Scraping Apple Podcasts Data: Charts, Episodes and Reviews (2026)
Scraping Apple Podcasts Data: Charts, Episodes and Reviews (2026)
Apple Podcasts is still the dominant directory for podcast discovery, and the data it holds is genuinely useful — chart rankings by category and country, episode-level metadata, user reviews with star ratings, and RSS feed URLs that unlock the full episode history. Whether you're doing competitive research, building a podcast monitoring tool, or aggregating content for an analytics product, Apple is a primary source.
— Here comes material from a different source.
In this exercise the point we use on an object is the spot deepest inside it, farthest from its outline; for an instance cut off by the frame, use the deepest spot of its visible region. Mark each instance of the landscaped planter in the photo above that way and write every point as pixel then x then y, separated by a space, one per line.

The good news: there's a legitimate Search API. The bad news: it doesn't expose charts or reviews, so those require scraping. Here's how to pull all of it.
What Data Is Available
The iTunes Search API gives you structured podcast metadata — show name, author, genre, episode count, artwork, feed URL, and country-specific store IDs. The feed URL is the most valuable piece because it points to the show's RSS feed, which contains every episode with title, description, duration, publish date, and enclosure URL.
Beyond the API, the Apple Podcasts web interface (podcasts.apple.com) exposes:
- Chart rankings by category and country — top shows, top episodes
- User reviews including rating text, star scores, and reviewer usernames
- Ratings summary (average stars, total ratings count)
- Show metadata in more detail than the API
None of the chart/review data is in the iTunes Search API. Apple deliberately keeps chart rankings out of programmatic access to prevent competitive gaming of rankings.
Genre ID Reference
Apple organizes podcasts into categories with numeric IDs. You'll need these for chart scraping:
| ID | Category |
|---|---|
| 26 | All Podcasts |
| 1301 | Arts |
| 1303 | Comedy |
| 1304 | Education |
| 1305 | Kids & Family |
| 1307 | Health & Fitness |
| 1309 | TV & Film |
| 1310 | Music |
| 1311 | News |
| 1314 | Religion & Spirituality |
| 1315 | Science |
| 1316 | Society & Culture |
| 1318 | Sports |
| 1320 | True Crime |
| 1321 | History |
| 1323 | Technology |
| 1324 | Business |
| 1325 | Fiction |
| 1326 | Leisure |
| 1327 | Government |
Using the iTunes Search API
The Search API is the right starting point. It's fast, returns JSON, and gives you feed URLs for RSS parsing.
import httpx
import asyncio
import json
import time
from typing import Optional
HEADERS = {
"User-Agent": (
"Mozilla/5.0 (Macintosh; Intel Mac OS X 10_15_7) "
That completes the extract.